The Possibilities Are Amazing
Increased range of motion and coordination
These are all things that start to happen when children start interacting with horses. We've seen kids who bounce off the walls be able to sit calmly with a horse or after a lesson.
After a few weeks of therapy, we witnessed a little girl with sensory issues who hated touch start to hug her horse. Then she started hugging everyone else.
Doctors have reported that after several weeks of therapy, their clients are performing tasks they didn't think possible.
Falling through the cracks
Equine-assisted therapy works well with most types of disabilities, but we have found it works particularly well with high-functioning kids who get passed over for other kinds of therapy and assistance. It provides them the opportunity to focus, to accomplish tasks, and to work with an animal that isn't judging them, just patiently waiting to be told how they should work together.
Animals bring joy to our lives and interact with children at a different level than people do. Horses are no exception. Equine therapy, or hippotherapy as it is also called (hippo means "horse" in Greek). The companionship, friendship, and work that they require from the child creates a partnership that motivates and inspires joy.

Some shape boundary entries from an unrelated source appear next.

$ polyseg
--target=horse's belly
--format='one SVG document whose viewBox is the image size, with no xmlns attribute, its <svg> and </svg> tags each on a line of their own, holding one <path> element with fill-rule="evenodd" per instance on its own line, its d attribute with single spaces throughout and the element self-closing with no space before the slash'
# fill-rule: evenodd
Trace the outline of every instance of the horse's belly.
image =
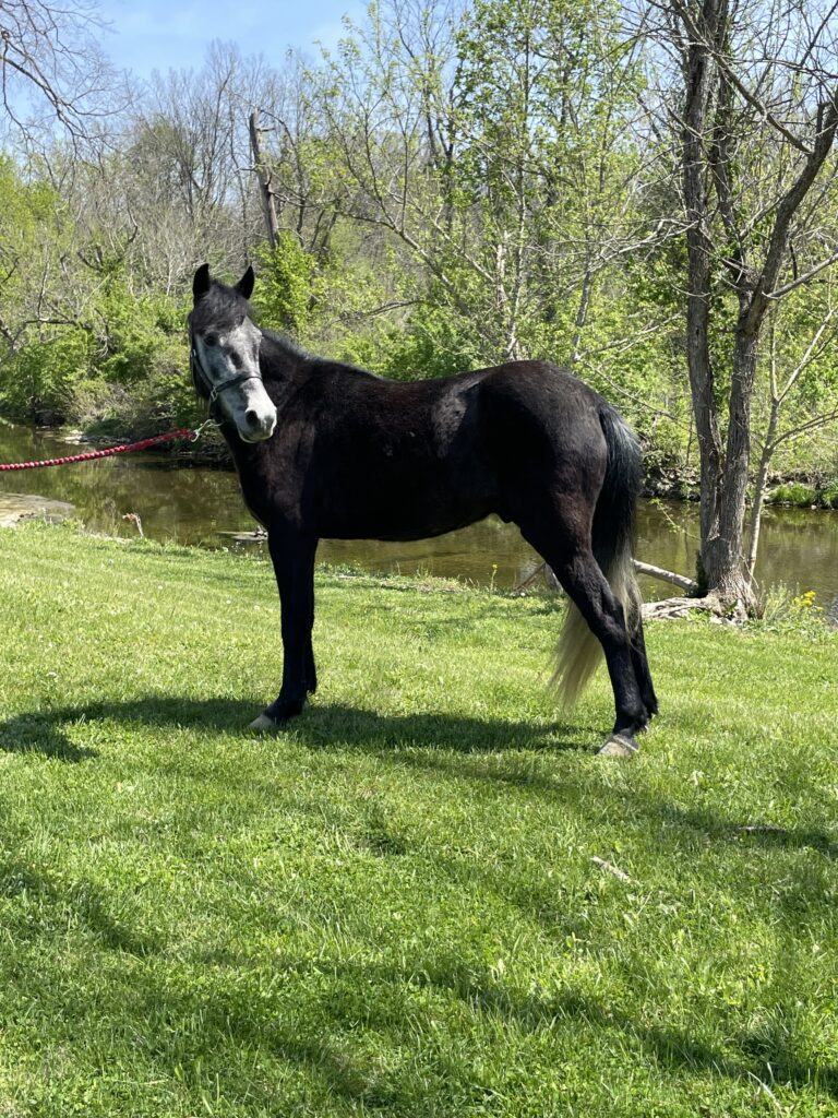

Lori Hall-McNary is EAGLA (Equine Assisted Growth and Learning Association) certified and CHA (Certified Horsemanship Association) Master Instructor. She is considered one of the best horseback instructors in the U.S. She can work with your physician, therapist, you, and your child to come up with a program for your child, and the horses will be happy to help!
A Mobile Therapy Horse
Then there is our mobile-therapy horse, Bunny. Bunny is a miniature horse, and she has been brilliant at going to places where people need comfort and assistance. She is happy to go just about anywhere that an elevator is not involved to just let people pet her, groom her, and just be with her. She is great at keeping people company.